2016 was the year that a fork was no longer just something to use for your meal but a way to achieve a razor thin nose. Need to achieve that perfect winged eyeliner look but can’t draw a straight line to save your life? Well, after you finish adjusting that spoon for your foodie post, use it to get that wing just right. Don’t even get me started on the personal hygiene possibilities of the spork.
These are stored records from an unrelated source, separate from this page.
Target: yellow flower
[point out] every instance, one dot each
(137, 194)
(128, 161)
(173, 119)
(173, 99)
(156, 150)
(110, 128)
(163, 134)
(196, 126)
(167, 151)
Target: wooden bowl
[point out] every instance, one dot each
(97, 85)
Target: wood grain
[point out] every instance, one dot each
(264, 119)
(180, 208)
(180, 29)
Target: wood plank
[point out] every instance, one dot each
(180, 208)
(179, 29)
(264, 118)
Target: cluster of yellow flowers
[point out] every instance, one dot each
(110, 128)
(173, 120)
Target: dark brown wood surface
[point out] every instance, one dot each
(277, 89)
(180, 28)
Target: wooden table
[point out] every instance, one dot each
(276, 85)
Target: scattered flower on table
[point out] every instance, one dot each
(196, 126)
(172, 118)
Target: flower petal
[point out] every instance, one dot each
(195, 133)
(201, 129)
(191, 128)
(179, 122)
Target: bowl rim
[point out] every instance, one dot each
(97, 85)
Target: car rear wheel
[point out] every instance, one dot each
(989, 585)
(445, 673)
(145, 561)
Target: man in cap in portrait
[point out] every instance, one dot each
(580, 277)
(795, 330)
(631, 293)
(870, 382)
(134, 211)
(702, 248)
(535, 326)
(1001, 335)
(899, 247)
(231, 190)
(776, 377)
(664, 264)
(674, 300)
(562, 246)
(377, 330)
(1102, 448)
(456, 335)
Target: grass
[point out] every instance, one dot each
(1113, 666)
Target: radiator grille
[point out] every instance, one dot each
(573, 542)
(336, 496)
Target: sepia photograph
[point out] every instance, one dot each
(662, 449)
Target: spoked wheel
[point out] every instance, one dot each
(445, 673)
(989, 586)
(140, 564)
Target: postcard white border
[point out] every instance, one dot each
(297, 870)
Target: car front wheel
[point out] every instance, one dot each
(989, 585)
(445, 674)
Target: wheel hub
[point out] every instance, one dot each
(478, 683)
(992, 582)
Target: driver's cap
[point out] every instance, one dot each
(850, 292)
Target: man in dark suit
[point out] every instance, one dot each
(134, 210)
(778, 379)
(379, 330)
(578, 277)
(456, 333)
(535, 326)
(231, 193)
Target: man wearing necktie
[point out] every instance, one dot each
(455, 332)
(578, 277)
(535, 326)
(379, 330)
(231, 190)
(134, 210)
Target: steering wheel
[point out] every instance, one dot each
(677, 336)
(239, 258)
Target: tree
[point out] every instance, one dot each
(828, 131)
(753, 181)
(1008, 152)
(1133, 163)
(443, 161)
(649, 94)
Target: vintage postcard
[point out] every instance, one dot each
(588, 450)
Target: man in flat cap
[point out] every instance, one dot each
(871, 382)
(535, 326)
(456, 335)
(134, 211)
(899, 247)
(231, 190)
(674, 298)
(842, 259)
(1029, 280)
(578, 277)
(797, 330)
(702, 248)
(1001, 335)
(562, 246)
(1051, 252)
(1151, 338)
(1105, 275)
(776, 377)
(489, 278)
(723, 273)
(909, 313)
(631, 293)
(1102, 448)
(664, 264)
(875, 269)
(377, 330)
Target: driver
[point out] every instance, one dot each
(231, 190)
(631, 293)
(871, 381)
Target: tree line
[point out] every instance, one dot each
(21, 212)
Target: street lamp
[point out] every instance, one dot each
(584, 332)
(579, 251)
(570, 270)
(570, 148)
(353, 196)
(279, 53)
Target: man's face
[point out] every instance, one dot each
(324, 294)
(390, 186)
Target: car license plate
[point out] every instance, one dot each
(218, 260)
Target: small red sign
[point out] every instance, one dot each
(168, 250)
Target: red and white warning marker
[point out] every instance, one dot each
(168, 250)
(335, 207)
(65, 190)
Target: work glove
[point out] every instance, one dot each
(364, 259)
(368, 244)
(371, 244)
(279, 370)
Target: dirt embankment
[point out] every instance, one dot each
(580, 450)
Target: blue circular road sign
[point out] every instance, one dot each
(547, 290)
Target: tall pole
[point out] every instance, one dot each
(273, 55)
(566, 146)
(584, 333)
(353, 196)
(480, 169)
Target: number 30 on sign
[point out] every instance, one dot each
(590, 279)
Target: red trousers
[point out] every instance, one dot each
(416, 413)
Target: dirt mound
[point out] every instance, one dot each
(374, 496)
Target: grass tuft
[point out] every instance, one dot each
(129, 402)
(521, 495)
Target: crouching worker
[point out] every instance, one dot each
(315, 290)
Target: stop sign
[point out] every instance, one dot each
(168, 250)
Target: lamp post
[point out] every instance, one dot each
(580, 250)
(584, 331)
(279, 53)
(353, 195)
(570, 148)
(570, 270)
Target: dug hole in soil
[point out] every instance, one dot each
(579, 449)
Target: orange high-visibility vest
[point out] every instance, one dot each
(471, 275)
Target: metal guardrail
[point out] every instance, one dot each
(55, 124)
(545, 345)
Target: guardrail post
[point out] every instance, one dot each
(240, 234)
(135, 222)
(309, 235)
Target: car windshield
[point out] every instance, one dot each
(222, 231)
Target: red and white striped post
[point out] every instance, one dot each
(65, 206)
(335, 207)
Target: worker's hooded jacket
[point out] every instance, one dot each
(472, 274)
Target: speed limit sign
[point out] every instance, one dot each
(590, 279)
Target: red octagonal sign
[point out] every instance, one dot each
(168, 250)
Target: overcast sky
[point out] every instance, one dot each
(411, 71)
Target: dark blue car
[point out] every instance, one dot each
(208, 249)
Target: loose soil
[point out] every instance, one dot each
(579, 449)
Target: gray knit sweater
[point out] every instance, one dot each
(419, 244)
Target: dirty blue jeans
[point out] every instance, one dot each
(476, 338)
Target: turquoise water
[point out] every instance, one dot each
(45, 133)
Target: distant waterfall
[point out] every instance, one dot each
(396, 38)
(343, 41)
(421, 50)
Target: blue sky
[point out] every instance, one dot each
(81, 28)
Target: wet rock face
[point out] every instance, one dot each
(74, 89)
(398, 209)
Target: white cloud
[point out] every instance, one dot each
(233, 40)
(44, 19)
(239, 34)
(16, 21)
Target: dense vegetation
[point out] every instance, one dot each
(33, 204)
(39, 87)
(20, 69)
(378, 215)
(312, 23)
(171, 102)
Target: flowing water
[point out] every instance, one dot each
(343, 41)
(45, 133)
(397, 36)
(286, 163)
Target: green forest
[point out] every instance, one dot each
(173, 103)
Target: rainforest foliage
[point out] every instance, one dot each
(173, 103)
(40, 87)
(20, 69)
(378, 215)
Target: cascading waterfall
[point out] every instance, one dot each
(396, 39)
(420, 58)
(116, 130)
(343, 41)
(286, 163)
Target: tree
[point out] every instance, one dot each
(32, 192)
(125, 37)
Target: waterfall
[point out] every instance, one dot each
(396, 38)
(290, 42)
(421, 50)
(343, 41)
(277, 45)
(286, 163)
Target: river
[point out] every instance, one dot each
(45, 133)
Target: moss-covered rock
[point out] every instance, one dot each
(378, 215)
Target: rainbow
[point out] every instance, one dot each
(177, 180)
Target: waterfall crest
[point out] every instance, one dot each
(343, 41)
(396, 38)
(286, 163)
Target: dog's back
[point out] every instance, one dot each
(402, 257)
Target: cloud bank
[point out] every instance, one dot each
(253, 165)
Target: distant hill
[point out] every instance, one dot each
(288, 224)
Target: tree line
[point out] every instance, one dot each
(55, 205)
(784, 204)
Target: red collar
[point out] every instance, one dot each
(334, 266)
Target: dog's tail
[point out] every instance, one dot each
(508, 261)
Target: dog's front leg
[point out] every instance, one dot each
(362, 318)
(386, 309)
First, I want to meet the person who thought, “Y’know. If I just take this butter knife to my cheekbone, slather on the bronzer above the blade, this would be the perfect look.” Second, I want to push that person down an escalator in Sephora. Was the goal for this obnoxious beauty trend to make women look like pregnant Bella Swan?
2017 is the year you put the fork down slowly and back away from the utensils caddy. Actually, put the fork in the dishwasher because you probably got foundation on it and that could be really nasty if you don’t clean that soon. You’re beautiful and you don’t need to put an eating utensil on your face to accomplish that.